Captivating Campuses: Proven Practices that Promote College Student Persistence, Engagement, and Success by Nicholas D. Young, Christine N. Michael, and Jennifer A. Smolinksi provides an insightful and solution-focused discussion of the requisite conditions necessary for fostering engagement and a feeling of connection among students within campus learning environments. This comprehensive volume focuses on the context of connection and engagement in a changing world. The book extends beyond traditional discussions of student engagement by taking a broad view of the diverse ways in which engagement and connection is internalized and operationalized by students as well as by focusing upon a wide range of student types within institutions, including traditional-aged residential students, learners who are under-represented in higher education, commuter students, returning adult learners, as well as students studying primarily online. The book contains ten chapters covering issues ranging from student preparation for successful transitions to creative partnerships that engage campuses and surrounding communities. The work also offers chapters on fostering effective academic environments, asset-based academic advising and engaged faculty advisors, and effective online instructional practices leveraging new technological capabilities. The authors’ unique focus on solutions and broadly conceptualizing the ways in which connection occurs is a major strength of the book. This conceptualization provides faculty and student affairs professionals with a holistic framework to examine connection in terms of the academic, psychological, emotional, and social engagement of students, faculty, and staff.

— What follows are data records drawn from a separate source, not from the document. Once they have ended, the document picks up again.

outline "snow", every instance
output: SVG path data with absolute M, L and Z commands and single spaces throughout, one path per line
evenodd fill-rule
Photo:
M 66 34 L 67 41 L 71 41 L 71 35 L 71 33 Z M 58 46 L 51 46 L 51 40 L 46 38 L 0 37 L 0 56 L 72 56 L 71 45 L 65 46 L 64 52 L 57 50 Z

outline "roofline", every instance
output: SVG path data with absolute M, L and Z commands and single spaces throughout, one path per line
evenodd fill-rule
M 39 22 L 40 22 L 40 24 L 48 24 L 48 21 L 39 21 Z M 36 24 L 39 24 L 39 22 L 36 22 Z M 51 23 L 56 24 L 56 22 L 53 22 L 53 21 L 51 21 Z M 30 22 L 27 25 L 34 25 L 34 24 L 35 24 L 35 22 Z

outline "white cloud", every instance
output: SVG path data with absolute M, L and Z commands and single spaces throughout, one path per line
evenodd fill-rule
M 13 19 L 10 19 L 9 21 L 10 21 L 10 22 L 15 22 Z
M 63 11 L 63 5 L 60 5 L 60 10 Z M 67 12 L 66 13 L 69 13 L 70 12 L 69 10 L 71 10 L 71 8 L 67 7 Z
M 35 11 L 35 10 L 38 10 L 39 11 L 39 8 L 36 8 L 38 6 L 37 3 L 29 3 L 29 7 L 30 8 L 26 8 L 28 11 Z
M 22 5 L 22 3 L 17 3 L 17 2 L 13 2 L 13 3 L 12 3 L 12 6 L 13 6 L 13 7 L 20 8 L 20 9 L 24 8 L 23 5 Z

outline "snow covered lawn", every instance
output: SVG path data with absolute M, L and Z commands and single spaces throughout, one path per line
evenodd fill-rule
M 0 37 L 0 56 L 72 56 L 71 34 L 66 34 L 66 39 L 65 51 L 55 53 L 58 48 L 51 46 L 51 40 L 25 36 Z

An additional strength of the book is its discussion of connection through high impact practices and strategies for replicating high impact practices across different delivery modes. For example, the text provides examples from the State of Rhode Island’s College Unbound program, an independent non-profit institution founded as a state-approved initiative of big picture learning with grants from the Lumina Foundation and the Nellie Mae Foundation. The College Unbound program illustrates a curriculum comprised entirely of high impact practices engaging under-represented adult online learners. The book also provides a robust discussion of educational equity and how technology can be utilized to expand access to high impact practices throughout higher education. The authors also highlight the importance of meeting students where they are and how that necessitates the use of social media and technology to enhance student-to-student and student-to-faculty engagement as well as strengthening students’ engagement with academic content.
The book provides practical advice on implementing services and programs to meet student needs, including a strong focus on strategies for creating meaningful academic advising. The text advances this discussion through a call for broadening the way academic advising is currently conceptualized within higher education and coupling it with student professional development, academic counseling, and career and co-curricular mentoring. The book describes advising as teaching and underscores that the integration of technology, rapport-building tools, and opportunities to partner with faculty to build connections between real-life and academic content are essential components of meaningful academic advising. The text also recognizes the need for faculty training in both the art and science of academic advising as well as the importance of finding alternative ways of rewarding service.
Readers seeking an in-depth analysis of a singular theory of student engagement that underpins each of the chapters will not find it in this book. Rather, the text provides a succinct overview of seven theories that help inform the topic of college student engagement, including theories from Csikszentmihalyi, Tinto, Astin, Stanford, Schlossberg, Rendon, and Stayhorn. While these overviews may limit the depth of analysis of theory-to-practice, the introduction of multiple theories does strongly reinforce the book’s emphasis on viewing the concepts of engagement and connection more broadly.
Captivating Campuses: Proven Practices that Promote College Student Persistence, Engagement, and Success can serve as a helpful resource to facilitate discussion with students about connections and engagement within their campus environments. Higher education administrators, student affairs administrators, and faculty advisors will find the case studies and practical recommendations especially helpful in reflecting on the effectiveness of their own academic environments, retention initiatives, collaborations, and advising programs. The thought-provoking chapters will provide a valuable resource to facilitate an important discussion on student engagement and connection for those working in a wide variety of campus communities.